Old newspapers. Old copies of The Independent, many of them with the breaking news of important events in U.S. history — the Kennedy assassination, Nixon’s resignation, our landing on the moon.

Bud was right. For a history buff, even one of strictly amateur standing like me, such an opportunity had all the makings of a Yule season surprise.

Never mind that all our old editions are preserved on microfilm. There’s nothing quite like thumbing through the pages of the Real McCoy.

Someone had the foresight to set these aside, and I was grateful for that as I dug deeper into the box Wednesday afternoon.

One of the papers I found to be of particular interest was a July 22, 1962, special publication pegged to dedication ceremonies at the new Greenup Dam later that afternoon.

But while the newly built dam was the basis for the effort, the publication covered the gamut of business and industry in the Ashland area, and was labeled accordingly: Industrial Edition.

We’ve had similar publications down through the years, many of them under the banner Progress Edition, and coincidentally are in the process of producing a Progress Edition for 2008, which will be distributed March 27.

It’s interesting to look back and see how news content has been affected by the ebb and flow of economics, from periods of unfavorable business conditions and the diminished presence of some industry to periods of great optimism and the successes in diversification.

Throughout all of this, the central premise of these special publications has remained unchanged. Progress is the name of the game, and talking about it is part of the newspaper’s role.

As I continued thumbing through that 1962 edition, another coincidence caught my eye, a story generated by the Ashland Board of Trade, predecessor of the Ashland Area Chamber of Commerce and today’s Ashland Alliance.

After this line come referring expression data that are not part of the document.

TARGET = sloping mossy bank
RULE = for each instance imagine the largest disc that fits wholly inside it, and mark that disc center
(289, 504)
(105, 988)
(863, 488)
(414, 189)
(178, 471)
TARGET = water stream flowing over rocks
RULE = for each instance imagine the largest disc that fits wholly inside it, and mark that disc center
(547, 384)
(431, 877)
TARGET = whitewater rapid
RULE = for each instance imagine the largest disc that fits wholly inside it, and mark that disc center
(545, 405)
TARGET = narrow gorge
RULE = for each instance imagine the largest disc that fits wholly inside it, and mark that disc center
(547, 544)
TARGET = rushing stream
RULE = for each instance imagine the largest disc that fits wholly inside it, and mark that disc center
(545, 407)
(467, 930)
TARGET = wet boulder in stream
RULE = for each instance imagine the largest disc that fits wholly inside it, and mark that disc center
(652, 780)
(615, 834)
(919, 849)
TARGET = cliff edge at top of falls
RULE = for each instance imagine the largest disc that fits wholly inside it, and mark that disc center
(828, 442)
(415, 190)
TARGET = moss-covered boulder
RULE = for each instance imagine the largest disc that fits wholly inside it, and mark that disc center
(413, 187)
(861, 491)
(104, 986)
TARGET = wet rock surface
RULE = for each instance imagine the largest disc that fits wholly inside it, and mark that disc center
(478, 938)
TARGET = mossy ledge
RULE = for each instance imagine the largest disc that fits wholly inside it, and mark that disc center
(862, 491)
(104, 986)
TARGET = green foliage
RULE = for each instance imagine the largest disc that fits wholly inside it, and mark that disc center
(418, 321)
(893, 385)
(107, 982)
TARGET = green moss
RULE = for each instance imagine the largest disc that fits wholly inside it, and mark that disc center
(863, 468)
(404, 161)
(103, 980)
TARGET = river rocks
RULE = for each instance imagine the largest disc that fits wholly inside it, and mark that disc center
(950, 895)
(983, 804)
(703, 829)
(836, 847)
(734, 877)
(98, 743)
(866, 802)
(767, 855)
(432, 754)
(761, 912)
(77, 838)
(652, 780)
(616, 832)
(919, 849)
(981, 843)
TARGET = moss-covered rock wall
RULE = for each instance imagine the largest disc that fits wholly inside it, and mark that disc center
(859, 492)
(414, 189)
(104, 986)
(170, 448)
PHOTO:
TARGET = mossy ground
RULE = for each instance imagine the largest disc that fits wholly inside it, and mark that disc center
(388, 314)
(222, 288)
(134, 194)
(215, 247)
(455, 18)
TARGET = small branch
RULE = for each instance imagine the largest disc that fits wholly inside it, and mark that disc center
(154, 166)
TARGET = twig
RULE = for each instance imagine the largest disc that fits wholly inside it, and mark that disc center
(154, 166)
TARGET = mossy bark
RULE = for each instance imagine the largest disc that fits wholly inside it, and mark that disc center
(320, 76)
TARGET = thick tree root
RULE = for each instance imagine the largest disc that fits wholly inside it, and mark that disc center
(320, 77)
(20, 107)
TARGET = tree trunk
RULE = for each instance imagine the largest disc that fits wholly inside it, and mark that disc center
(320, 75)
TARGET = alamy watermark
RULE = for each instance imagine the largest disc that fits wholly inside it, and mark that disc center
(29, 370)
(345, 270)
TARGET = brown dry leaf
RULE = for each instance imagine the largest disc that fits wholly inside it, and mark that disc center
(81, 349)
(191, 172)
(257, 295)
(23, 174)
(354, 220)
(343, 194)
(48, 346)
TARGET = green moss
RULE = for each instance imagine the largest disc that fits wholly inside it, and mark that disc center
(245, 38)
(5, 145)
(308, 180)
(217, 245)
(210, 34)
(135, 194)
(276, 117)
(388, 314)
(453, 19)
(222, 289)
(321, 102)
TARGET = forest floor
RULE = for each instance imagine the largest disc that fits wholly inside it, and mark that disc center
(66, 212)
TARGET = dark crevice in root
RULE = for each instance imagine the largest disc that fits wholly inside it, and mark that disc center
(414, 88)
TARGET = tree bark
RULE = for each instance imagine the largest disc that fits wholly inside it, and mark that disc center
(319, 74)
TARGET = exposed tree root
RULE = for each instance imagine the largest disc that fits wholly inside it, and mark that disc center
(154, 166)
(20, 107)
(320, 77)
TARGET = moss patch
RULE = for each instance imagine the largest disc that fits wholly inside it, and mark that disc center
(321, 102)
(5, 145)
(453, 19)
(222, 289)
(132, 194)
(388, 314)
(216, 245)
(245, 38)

The story, as reported by Thornton M. Tice, board secretary, told of the organization’s Retail Merchants Division embarking on a new program called “Sell Ashland,” essentially an all-out effort to attract out-of-town shoppers into the community.

It was accompanied by an aerial photograph of the Central Business District with superimposed numbers identifying each business place.

It struck me that those early ’60s efforts on behalf of the downtown were interesting in the light of an all-new downtown program launched just this week, the product of a summit.

Given the changes that have taken place in the Central Business District over the past 45 years, a different set of challenges and opportunities looms for those who will work to preserve the district as a shining element of the community’s future.

Here’s hoping they’ll make progress. Progress, after all, is the name of the game.

In the meantime, I think I’ll resume digging into this box. Prospecting for coincidences is a natural inclination among us history buffs.